Finally, I’m sorry but I find the suggestion that “Vagaries of vocabulary, syntax, and context "force" meanings” pretty facile. The word ‘vagaries’ should tip you off to the root of the problem. That’s like saying, ‘somehow language speaks for itself, but don’t ask me to spell out exactly how.’ Of course I’m not saying that a particular linguistic utterance can be interpreted in any old way, that there aren’t any *constraints* in interpretation. Nor am I saying that syntax and semantics don’t matter. A sentence like ‘the cat is on the mat’ has a pretty straightforward interpretation and you won’t be much argument about what it means. But this is a very simple declarative sentence whose propositional content can be laid bare simply by translating it into predicate logic and specifying a model to serve as a semantic interpretation. I’m talking about something like the 14th Amendment which does not admit of such a straightforward treatment. If it did, there would be no need for the courts to go through the trouble of distinguishing different levels of scrutiny, etc.

I don't think we disagree that much!

Historians and Judges spend a lot of time thinking about interpretation. You assert they have very different answers about "why"; I assert there are interesting similarities in their answers about "how." Musing on the latter is what I want you to do (especially now that you suggest you disagree with me).

Why?
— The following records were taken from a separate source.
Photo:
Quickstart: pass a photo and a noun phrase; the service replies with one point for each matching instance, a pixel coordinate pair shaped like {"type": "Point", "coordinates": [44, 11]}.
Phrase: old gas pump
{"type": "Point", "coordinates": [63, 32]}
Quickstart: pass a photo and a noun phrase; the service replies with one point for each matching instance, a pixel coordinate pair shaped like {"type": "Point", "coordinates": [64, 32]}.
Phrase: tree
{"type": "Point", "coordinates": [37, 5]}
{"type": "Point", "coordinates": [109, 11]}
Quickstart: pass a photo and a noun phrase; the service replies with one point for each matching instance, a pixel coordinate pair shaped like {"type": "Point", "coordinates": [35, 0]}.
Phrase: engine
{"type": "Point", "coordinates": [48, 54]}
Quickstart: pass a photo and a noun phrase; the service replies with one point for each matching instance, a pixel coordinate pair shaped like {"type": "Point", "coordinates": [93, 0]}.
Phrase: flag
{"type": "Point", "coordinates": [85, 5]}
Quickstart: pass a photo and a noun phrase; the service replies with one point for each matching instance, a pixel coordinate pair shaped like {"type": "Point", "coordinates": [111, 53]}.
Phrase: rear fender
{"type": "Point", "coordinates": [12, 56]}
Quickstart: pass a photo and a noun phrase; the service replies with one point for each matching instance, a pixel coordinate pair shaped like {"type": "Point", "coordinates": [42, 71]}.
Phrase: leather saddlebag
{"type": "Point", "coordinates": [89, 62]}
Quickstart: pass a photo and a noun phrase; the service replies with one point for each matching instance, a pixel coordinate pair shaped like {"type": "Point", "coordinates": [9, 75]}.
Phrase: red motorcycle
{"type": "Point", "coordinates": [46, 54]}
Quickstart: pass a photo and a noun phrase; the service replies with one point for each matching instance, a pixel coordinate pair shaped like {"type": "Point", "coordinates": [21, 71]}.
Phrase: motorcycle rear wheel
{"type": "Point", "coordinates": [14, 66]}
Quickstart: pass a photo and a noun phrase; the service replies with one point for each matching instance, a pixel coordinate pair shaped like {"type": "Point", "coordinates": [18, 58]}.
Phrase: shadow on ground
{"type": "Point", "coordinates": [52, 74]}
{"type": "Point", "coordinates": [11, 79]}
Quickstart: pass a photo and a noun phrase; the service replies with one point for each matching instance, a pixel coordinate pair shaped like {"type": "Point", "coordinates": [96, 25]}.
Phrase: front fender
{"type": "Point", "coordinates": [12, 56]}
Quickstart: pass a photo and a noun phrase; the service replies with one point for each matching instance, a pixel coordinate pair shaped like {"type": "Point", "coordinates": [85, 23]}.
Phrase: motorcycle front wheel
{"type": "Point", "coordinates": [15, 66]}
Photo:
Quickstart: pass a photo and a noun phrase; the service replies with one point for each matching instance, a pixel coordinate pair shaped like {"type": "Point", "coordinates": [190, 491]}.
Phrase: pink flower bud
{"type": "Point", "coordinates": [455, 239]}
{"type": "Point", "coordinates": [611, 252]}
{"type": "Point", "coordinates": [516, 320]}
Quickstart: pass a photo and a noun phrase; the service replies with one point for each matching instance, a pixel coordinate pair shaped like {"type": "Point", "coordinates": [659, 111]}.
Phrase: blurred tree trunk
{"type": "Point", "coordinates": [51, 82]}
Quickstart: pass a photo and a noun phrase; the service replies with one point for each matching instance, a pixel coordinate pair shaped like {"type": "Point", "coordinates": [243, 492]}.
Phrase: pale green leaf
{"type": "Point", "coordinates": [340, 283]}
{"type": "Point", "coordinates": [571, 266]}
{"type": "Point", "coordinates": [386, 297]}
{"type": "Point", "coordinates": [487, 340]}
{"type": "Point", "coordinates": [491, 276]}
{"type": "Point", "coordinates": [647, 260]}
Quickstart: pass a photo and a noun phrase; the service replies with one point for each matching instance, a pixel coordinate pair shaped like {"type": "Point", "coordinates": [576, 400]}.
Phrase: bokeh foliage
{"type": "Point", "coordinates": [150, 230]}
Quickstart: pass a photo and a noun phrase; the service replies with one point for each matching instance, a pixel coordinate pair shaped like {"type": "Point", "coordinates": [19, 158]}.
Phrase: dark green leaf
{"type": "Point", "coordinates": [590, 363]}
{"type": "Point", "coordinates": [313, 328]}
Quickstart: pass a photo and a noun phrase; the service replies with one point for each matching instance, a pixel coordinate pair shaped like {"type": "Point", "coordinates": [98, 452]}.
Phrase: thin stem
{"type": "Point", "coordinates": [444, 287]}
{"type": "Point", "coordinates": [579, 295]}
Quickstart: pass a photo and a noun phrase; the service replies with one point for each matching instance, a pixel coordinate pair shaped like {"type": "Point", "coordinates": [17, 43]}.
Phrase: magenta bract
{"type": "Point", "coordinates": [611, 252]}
Because two groups that think a lot about the same practice (even, or maybe especially, if they do so for different reasons) might productively learn from one another through such musing!

So what if "they each did so for different reasons"? That certainly can't mean "there’s no need to worry too much about the implications of this similarity," especially since I care about what either can learn from the other!

As to your logical proof of my facility: I don't mind that it's a reductio ad absurdum - we can still be friends.